I think that the key is that pseudoconcepts and concepts are equivalent in 
function but they are not equivalent in structure, because the structure 
depends on the SYSTEM and of course the SYSTEM is quite different. For 
example, self-directed speech can be functionally different from social 
speech but structurally very similar at three, and still in the spoken 
aloud mode even at seven. Form follows function, but sometimes at quite a 
distance; exaptation means that we adopt things functionally first and 
only later adapt them structurally. 
 
d) Finally, I note that the word "pseudoconcept" is a good example of how 
adults as well as children have different dreams when they use the same 
word (or, to adopt Paula, Carol and Lev Semyonovich's expression, how they 
wear different clothing when they hunt in the same pack). It's not 
actually Lev Semyonovich's coinage at all; it's from Stern. But Vygotsky 
is always hollowing out other people's words, and placing his own candles 
within.
 
David Kellogg
Seoul National University of Education
 
PS: Martin, I'm a little confused by your refs to folk psychology. In T&S 
Chapter Four (and also in Mescharyakov 2007, which Paula and Carol 
reference) we see that folk psychology and folk physics do NOT refer to 
the child's own concepts, but rather to everyday thinking taken from the 
child's social situation of development; they are the inter-mental forms 
of the functional equivalents of concepts tht we find intra-mentally in 
the children.
 
dk
--- On Sat, 8/1/09, Martin Packer <packer@duq.edu> wrote:


From: Martin Packer <packer@duq.edu>
Subject: Re: [xmca] Vygotsky and Saussure
To: "eXtended Mind, Culture, Activity" <xmca@weber.ucsd.edu>
Date: Saturday, August 1, 2009, 8:19 AM


I'm going to use the silence as an opportunity to reflect on my own 
message - Reading what I wrote about Marx's method again in the context of 
the discussion here it occurs to me that Marx, like Vygotsky, was writing 
about the changing character of word-meaning. I'd not thought about 
Capital in quite that way before. On the other hand, LSV doesn't, to my 
knowledge, draw a distinction between children's analytic concepts and 
their dialectical concepts. Has anyone out there worked on this? (Paula?)
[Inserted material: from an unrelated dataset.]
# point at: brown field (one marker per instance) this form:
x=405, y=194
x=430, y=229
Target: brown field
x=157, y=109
I'm currently reading the literature on young children's categories 
(folkbiology, folkpsychology), and much of this research seems to assume 
exactly the equivalence of adult and child word-meaning that LSV called 
into question, so the topic is important. For example, the researcher 
names for the child a picture of an animal, and then asks a question (Does 
X have a heart?) to which the child can reply only yes or no. The 
characteristics of the child's 'categories' are inferred on the basis of 
an assumed equivalence of word-meaning.